If you are a student of health and medicine – your heart is in the right place. Our mission is to connect the beating heart to the challenges that arise from the field.
How It Works?
The HUBC unit works for the benefit of chronic patients, especially in the third age, also, but not only, in areas with a population with a low socio-economic rating, which is characterized as having low capabilities for exercising rights and optimal self-management.
Our scholarships – all students from the health professions (medicine, nursing, social work, occupational therapy, physiotherapy, communication clinics, etc.) – are selected after a rigorous screening process.
After confirming the admission of the students to the project and after training and instruction tailored to the project, the main activity of the students in focusing diverse activities with patients is set in motion. Students who have been selected to participate in the Hibok project receive a financial scholarship for the hours of operation. (Scholarship amount and operating hours vary depending on the project)
The scholarship student meets with the patient at home or makes telephone contact with him, maps out the exact needs for him in person, examines the ways of organizing and conducting himself in the patient’s home, and offers the appropriate services for an optimal response for him.

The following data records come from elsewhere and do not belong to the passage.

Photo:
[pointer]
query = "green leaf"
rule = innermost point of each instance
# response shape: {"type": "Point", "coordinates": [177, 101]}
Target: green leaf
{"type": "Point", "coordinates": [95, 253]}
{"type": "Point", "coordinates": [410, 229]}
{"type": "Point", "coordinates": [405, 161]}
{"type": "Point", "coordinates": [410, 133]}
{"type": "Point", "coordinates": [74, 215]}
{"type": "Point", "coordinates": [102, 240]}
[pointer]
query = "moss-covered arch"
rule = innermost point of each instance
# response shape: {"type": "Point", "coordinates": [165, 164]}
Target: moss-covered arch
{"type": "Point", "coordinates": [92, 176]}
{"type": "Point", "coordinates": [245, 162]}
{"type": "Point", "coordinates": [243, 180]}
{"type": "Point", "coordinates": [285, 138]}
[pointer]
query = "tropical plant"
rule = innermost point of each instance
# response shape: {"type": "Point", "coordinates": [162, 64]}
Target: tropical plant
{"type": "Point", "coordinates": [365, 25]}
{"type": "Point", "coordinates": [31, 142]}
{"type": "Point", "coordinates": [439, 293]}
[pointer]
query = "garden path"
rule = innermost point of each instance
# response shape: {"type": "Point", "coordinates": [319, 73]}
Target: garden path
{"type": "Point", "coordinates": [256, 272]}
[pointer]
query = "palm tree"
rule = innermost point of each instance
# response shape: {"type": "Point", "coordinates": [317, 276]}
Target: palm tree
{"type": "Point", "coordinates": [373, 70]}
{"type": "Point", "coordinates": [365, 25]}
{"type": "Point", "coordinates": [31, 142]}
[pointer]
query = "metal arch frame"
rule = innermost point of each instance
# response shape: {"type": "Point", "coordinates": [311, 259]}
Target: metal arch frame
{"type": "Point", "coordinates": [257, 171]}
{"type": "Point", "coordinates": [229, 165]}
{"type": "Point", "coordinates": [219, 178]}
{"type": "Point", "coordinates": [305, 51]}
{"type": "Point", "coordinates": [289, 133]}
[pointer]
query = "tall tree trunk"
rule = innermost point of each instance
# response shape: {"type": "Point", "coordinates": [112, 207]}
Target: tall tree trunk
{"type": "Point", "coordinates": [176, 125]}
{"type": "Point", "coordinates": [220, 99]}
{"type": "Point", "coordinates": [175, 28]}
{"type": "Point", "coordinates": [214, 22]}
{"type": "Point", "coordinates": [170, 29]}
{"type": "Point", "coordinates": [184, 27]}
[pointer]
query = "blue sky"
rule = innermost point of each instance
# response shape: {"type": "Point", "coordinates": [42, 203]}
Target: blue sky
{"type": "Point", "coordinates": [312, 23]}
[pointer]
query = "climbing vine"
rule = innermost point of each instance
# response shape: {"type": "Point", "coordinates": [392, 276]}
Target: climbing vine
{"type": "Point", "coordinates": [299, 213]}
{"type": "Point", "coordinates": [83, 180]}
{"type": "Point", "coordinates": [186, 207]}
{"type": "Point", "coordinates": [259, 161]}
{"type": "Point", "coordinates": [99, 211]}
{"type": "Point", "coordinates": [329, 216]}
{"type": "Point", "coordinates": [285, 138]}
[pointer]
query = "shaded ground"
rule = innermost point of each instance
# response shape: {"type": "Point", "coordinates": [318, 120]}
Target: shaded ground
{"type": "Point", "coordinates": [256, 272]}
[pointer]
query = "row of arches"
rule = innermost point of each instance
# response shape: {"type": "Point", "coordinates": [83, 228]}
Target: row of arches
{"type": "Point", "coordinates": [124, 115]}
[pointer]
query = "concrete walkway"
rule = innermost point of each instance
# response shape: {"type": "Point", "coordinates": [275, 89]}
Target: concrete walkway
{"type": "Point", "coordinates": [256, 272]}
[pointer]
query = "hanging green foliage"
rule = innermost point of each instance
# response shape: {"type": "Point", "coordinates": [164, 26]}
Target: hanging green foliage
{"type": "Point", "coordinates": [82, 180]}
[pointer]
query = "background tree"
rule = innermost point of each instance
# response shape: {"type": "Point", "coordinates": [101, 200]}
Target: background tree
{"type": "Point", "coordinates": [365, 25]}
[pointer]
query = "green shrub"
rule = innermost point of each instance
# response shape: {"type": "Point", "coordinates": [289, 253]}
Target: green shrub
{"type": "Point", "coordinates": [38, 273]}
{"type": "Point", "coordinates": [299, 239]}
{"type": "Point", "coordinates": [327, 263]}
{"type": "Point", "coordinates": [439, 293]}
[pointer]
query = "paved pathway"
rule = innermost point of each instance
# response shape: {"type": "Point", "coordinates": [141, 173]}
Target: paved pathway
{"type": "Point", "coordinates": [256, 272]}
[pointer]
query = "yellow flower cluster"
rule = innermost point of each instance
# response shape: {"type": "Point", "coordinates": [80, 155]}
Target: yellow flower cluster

Next, our scholarships make contact with the relevant bodies (medical factors, associations, welfare bodies and community), and help connect the family to them. These sessions help the patient relieve loneliness and enhance the feeling that he is not alone in facing the challenges of the disease and its treatment. In addition, from time to time, we hold unique scholarship programs in which the bond formed with the patient is around a specific topic. For example, in an active embracing project done in collaboration with ESHL, the students accompanied patients while instructing and instilling habits based on the Activent program. As part of the unique program, female students will accompany patients around issues related to women in old age.
What do you get out of it?
The students participating in the Hibok project receive a rare direct acquaintance with the emotional and social needs of the chronic patient in his home beyond the immediate medical treatment. In addition, this practice provides communication skills with patients and familiarity with the supportive factors in the community. In addition, as part of the various embracing programs, the students are accompanied by a project manager on behalf of the association, among other things by providing professional guidance tailored to the subject of the project, emotional guidance and an available answer to any question. The student’s activity is as part of a scholarship, and he receives monetary compensation for the activity hours set for him in advance.
In recent years, more than 200 scholarship students have participated in the activities of the Huguk unit, in a recent survey, almost 90% of them reported a contribution to the professional field they studied, and 97% testified that they would recommend their friends to participate in our scholarship program.
Interested in becoming a scholarship holder and joining the Hibok project?